Background: Autosomal dominant polycystic kidney disease (ADPKD) is caused primarily by pathogenic variants in the PKD1 and PKD2 genes. Although the type of ADPKD variant can influence disease severity, rare, hypomorphic PKD1 variants have also been reported to modify disease severity or cause biallelic ADPKD. This study examines whether rare, additional, potentially protein-altering, non-pathogenic PKD1 variants contribute to ADPKD phenotypic outcomes.

Methods: We investigated the prevalence of rare, additional, potentially protein-altering PKD1 variants in patients with PKD1-associated ADPKD. The association between rare, additional, potentially protein-altering variants and phenotypic outcomes, including progression to kidney failure, age at onset of hypertension and urological events, height-adjusted total kidney volume, and predicting renal outcomes in PKD (PROPKD) score, were examined.

Results: Rare, additional, potentially protein-altering variants were detected in 6% of the 932 ADPKD patients in the study. The presence of rare, additional, potentially protein-altering variants was associated with 4 years earlier progression to kidney failure (hazard ratio (HR): 1.66; 95% confidence interval (CI): 1.18-2.34; P = 0.003), with in-trans rare, additional, potentially protein-altering variants (n = 13/894) showing a greater risk of kidney failure (HR: 1.83; 95% CI 1.00-3.33; P = 0.049). We did not detect statistically significant differences between rare, additional, potentially protein-altering variants and other phenotypic outcomes compared to those without rare, additional, potentially protein-altering variants.
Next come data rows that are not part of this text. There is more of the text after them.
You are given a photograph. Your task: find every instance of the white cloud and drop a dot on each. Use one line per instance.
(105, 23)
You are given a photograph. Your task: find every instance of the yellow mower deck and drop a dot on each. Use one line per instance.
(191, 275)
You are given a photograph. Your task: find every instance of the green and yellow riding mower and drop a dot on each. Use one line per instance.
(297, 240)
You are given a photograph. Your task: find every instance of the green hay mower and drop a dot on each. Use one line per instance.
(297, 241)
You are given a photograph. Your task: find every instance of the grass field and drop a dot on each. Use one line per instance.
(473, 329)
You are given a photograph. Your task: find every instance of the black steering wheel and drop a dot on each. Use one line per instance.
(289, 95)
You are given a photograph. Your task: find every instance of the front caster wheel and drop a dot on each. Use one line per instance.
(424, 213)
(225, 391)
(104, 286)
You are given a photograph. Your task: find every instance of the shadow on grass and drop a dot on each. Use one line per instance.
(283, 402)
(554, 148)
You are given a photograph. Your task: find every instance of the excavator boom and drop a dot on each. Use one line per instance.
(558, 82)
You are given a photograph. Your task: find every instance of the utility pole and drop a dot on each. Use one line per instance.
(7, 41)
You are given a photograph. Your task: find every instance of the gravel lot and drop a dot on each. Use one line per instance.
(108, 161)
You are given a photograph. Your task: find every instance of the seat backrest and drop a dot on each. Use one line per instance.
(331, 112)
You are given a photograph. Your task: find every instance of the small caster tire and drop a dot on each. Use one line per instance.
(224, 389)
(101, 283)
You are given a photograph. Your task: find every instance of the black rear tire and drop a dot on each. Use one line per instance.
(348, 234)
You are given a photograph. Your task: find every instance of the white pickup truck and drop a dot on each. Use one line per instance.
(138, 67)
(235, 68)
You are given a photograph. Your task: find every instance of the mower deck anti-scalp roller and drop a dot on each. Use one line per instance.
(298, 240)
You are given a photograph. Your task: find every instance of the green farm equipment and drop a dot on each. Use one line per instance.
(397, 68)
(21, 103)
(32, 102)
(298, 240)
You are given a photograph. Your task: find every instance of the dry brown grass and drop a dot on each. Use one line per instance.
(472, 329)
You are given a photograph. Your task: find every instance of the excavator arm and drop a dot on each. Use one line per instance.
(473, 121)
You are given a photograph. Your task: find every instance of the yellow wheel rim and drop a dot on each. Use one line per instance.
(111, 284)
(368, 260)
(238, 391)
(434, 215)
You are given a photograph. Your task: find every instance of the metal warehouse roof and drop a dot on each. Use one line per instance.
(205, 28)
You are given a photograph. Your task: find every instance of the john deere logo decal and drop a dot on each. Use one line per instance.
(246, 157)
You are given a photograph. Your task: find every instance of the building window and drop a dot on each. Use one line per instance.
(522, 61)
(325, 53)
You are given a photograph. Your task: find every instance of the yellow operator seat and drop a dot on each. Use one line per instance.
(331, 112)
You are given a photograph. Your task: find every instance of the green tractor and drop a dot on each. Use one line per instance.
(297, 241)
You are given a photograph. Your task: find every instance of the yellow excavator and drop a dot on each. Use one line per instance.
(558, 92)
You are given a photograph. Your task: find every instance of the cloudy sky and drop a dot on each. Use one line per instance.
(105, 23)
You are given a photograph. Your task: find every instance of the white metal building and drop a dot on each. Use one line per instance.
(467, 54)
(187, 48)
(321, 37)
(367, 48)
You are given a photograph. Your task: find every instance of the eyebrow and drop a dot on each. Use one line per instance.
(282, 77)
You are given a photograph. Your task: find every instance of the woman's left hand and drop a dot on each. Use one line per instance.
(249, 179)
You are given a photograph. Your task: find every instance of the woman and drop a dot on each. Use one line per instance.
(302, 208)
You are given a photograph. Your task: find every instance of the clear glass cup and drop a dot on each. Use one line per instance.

Conclusions: In patients with PKD1-associated ADPKD, our findings suggest that rare, additional, potentially protein-altering variants in PKD1 may influence disease severity. These findings have potential clinical implications in counselling and treating patients with rare, additional, potentially protein-altering variants, but further investigation of such variants in larger, longitudinal cohorts with detailed, standardised phenotype data is required.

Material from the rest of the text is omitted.